場所によってそれぞれ大きさも異なる。あの桜がクローンであったことに驚いた。
「クローンとは思わなかった。確かに、光が言うように不思議だね」と俺は言っていた。
光は俺の返事を聞いて、そして言った。
「だから…きっと桜に心があれば、同じ遺伝子であっても、それぞれ違う心なんだと思うんです…」
光は俺に向かって、胸に手を当てて、ゆっくりと目を閉じた。
そして息を吐き出した。
「私はクローンかもしれません。でも人間と同じで意思があります」
光は手を胸から離して、掌を広げてそこを見た。
「私の願いは今も昔も1つです」
そして俺の顔を見た。
光はそのまま目を逸らさずに、真剣にじっと見つめてくる。
「ナリと佳奈、そして海斗さんに生きてほしい。皆に安全な居場所を提供したい。…そしてその為なら、何でもどんなことでもやろうと思って、今、ここにいます」
声はいつもの大きさであるが、はっきりとゆっくりと光の声が聞こえた。
「あれからずっと…私は海斗さんに会いたかった」
光は俯いて、苦しそうな顔をしながら言う。
「今度は私に、海斗さんの、悲しみを分けてくれませんか?」
そして光はそう、俺に告げた。
俺がかつて、光に対して考えたことと、全く同じことを光は言った。
光の目には一切の迷いは感じられなかった。
桜の木の横に立つ光は、名前の通り、真っ暗闇の中、微かに光った、あの飛行機で見た月のようだった。

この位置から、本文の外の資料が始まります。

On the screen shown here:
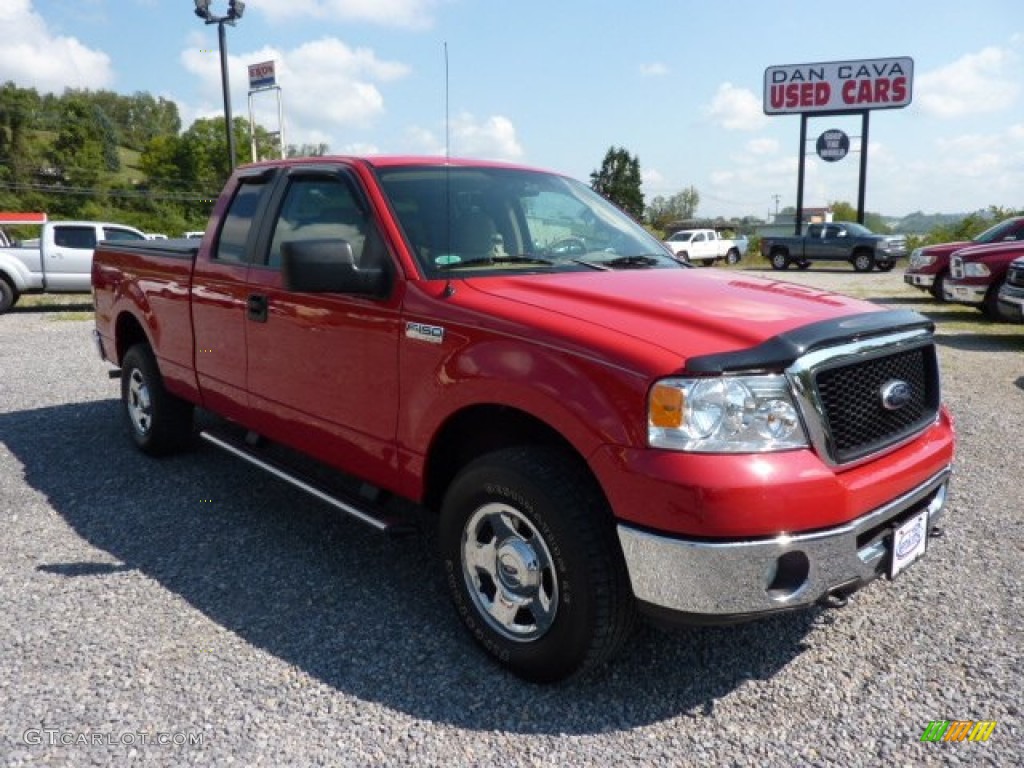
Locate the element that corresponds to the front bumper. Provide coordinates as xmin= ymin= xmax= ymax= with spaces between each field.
xmin=998 ymin=286 xmax=1024 ymax=323
xmin=942 ymin=280 xmax=988 ymax=304
xmin=903 ymin=272 xmax=935 ymax=289
xmin=618 ymin=467 xmax=952 ymax=623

たった一人、暗闇の中、自分が照らす僅かな光を辿りにまっすぐ進んでいく、そんな姿をみて、俺はなぜ、逃れられない運命に翻弄される俺と同じだと思ったんだろうか。
俺は車の中で言った光の『恒星くんから、言わせると、私と海斗さん、似てるって。』という言葉が浮かぶ。
君は強い。
恒星、何をみて、俺と光のどこが似ているっていうんだ?
誰からも必要とされず、役に立たず、自分の保身ばかり考えて、友人も君も救えなかった俺に、君は何で生きてほしい、なんて言うんだ。
そんな…俺に生きる資格なんてあるんだろうか。
俺は光に少し困った顔した。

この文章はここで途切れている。